Giter VIP home page Giter VIP logo

Comments (7)

Xqq2620xx avatar Xqq2620xx commented on August 11, 2024 2

Maybe you are right, there is a possibility that something in the iu-xray dataset itself is causing this to happen. In response to your answer, I can agree with most of your points. By the way, I also appreciate your patient reply and wonderful work contribution. Thank you.

Hello! I've encountered the same problem as you! I also achieved very good results in the 1st epoch, but the generated sentences are all repetitive. I would like to share my thoughts and discuss them with you:

I have tried R2Gen, R2GenCMN, and XProNet, and their results on IU-XRay were very unstable. (You mentioned that R2GenCMN had the highest value at the 25th epoch, but I also experienced cases where the highest value occurred in the first five epochs). I have also modified my own model and encountered situations where the 1st epoch had very high results.

Currently, everyone(the previous papars) is taking the best validation result, and the evaluation metrics do not include a measure of diversity. I think there might not be a good solution to this problem at the moment. Taking the average of results from all epochs or just using the results from the final epoch doesn't seem appropriate either.

In addition, I found that using LSTM as the decoder, compared to Transformer, can result in better diversity, but I don't understand the specific reasons behind it.

However, on MIMIC-CXR, the above situation was largely alleviated, and the results were relatively stable. At least in the experiments I conducted, I did not encounter cases where the first five epochs had very high results. Perhaps we can explore more on MIMIC-CXR.

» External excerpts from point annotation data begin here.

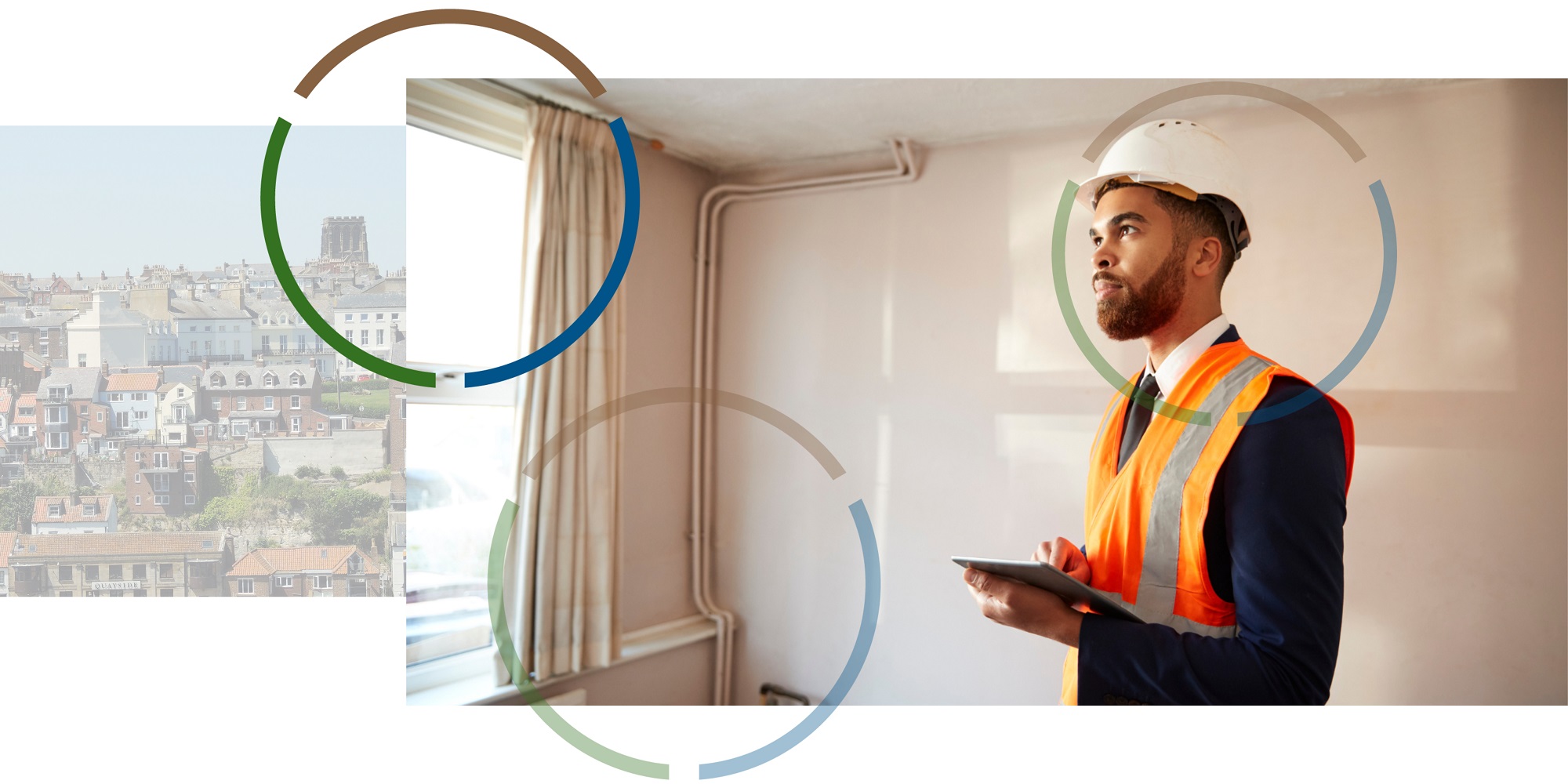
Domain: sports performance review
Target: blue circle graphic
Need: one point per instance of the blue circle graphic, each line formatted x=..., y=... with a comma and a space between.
x=612, y=280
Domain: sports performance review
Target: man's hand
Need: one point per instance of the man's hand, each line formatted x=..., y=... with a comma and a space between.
x=1026, y=608
x=1064, y=556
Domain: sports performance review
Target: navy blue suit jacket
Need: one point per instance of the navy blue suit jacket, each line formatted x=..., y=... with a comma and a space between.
x=1276, y=548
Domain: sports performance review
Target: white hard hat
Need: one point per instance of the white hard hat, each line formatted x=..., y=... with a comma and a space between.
x=1178, y=153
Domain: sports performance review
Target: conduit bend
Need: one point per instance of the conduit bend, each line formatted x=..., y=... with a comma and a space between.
x=705, y=374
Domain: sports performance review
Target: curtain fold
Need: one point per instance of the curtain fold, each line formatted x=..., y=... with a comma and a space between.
x=570, y=518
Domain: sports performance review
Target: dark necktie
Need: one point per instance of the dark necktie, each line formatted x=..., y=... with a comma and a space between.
x=1138, y=419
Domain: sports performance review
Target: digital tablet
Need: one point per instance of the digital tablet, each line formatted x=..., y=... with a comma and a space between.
x=1054, y=581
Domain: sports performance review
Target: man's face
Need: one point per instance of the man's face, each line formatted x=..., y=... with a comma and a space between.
x=1141, y=277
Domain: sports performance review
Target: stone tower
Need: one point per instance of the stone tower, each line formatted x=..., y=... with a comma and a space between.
x=344, y=241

I think that we need better and more reasonable metrics to evaluate the ability of radiology report generation models😂~

from xpronet.

Markin-Wang avatar Markin-Wang commented on August 11, 2024

Hi, thanks for your interest in our work. Note that for radiology report generation, the precision is more important than the diversity of the reports. For the validity of our method, our work follows the method of the most notable work in this area: we utilized six widely-used evaluation metrics to gauge the performance of our model. We also observed the same phenomenon during our experiments on different models, e.g., R2Gen (see this issue) , R2GenCMN, on IU-Xray dataset. The possible reason could be the IU-Xray has both the frontal and lateral views, hence it's difficult for the visual extractor to capure the diffrence between different samples, hence the model is likely to generate the similar reports. Besides, IU-Xray is a small dataset, hence the diversity itself in the report is smaller than the MIMIC-CXR dataset. Hope this can help you figure out the problem.

from xpronet.

Leepoet avatar Leepoet commented on August 11, 2024

Hi, thanks for your reply.
I have tried to reproduce the work of R2GenCMN, and finally found that its best model and best results are generated around the 25th epoch, which is within the acceptable range in my opinion.
As I said earlier, the best model obtained in the first few epochs is usually not of reference value. In my recent repro experiments, I got pretty good results in the first epoch, but in the end found that only one kind of report was generated. Does this mean that the model was not well trained in the first few epochs so that the diversity of the generated reports is poor but the six evaluation indicators of the results are good? Further, if this is the case, please forgive my bold doubts, then the validity of the method you propose may lack some convincing.

from xpronet.

Markin-Wang avatar Markin-Wang commented on August 11, 2024

Hi, thanks for your reply. I have tried to reproduce the work of R2GenCMN, and finally found that its best model and best results are generated around the 25th epoch, which is within the acceptable range in my opinion. As I said earlier, the best model obtained in the first few epochs is usually not of reference value. In my recent repro experiments, I got pretty good results in the first epoch, but in the end found that only one kind of report was generated. Does this mean that the model was not well trained in the first few epochs so that the diversity of the generated reports is poor but the six evaluation indicators of the results are good? Further, if this is the case, please forgive my bold doubts, then the validity of the method you propose may lack some convincing.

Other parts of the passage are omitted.